Under a law passed in 2019, Gabon became one of 73 countries or jurisdictions around the world, including more than two dozen in Africa, where sex between men and between women was illegal.
The government’s move to reverse part of the law has sharply divided opinion and sparked intense debate on social media in the central African nation, where homosexuality is still broadly seen as a taboo.
Efforts to remove legislation criminalising homosexuality still face challenges elsewhere. In Botswana, the government has said it will appeal a high court ruling that legalised same sex relationships.
The government did not explain why it decided to revise the law. The bill won the support of the lower house last week.
In the Senate, it “was adopted with a large majority of 59 votes”, Jessye Ella Ekogha, a spokesman for Gabon’s presidency, told Reuters.

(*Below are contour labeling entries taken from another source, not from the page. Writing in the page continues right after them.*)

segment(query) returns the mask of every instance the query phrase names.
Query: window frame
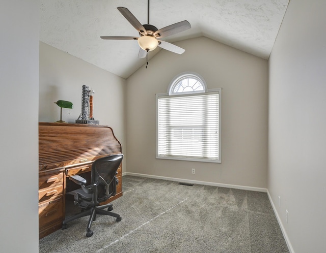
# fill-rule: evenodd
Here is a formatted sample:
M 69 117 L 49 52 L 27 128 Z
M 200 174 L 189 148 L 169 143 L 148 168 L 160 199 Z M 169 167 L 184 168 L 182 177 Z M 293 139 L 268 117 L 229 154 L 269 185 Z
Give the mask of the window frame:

In a closed door session, 17 Senators voted against the move and four abstained.
It will now be ratified by President Ali Bongo. Bongo’s wife, Sylvia, has voiced support for the bill, saying the ability to love freely without being condemned is a fundamental human right.
London-based rights group the Human Dignity Trust said Gabon had taken a hugely welcome step.
“Gabon now joins African states such as Seychelles, Angola, Mozambique and Botswana who have chosen to rid their lawbooks of archaic provisions which enable discrimination, violence and harassment against LGBT people,” legal chief Victoria Vasey said.
Some politicians and religious authorities had expressed their disapproval ahead of Monday’s vote.
The Catholic archdiocese in Libreville urged senators to vote no.
“In the name of the wisdom of our ancestors, contained in our various cultures, which celebrates life, love, family, we say no to the decriminalisation of homosexuality,” it said in a June 24 statement.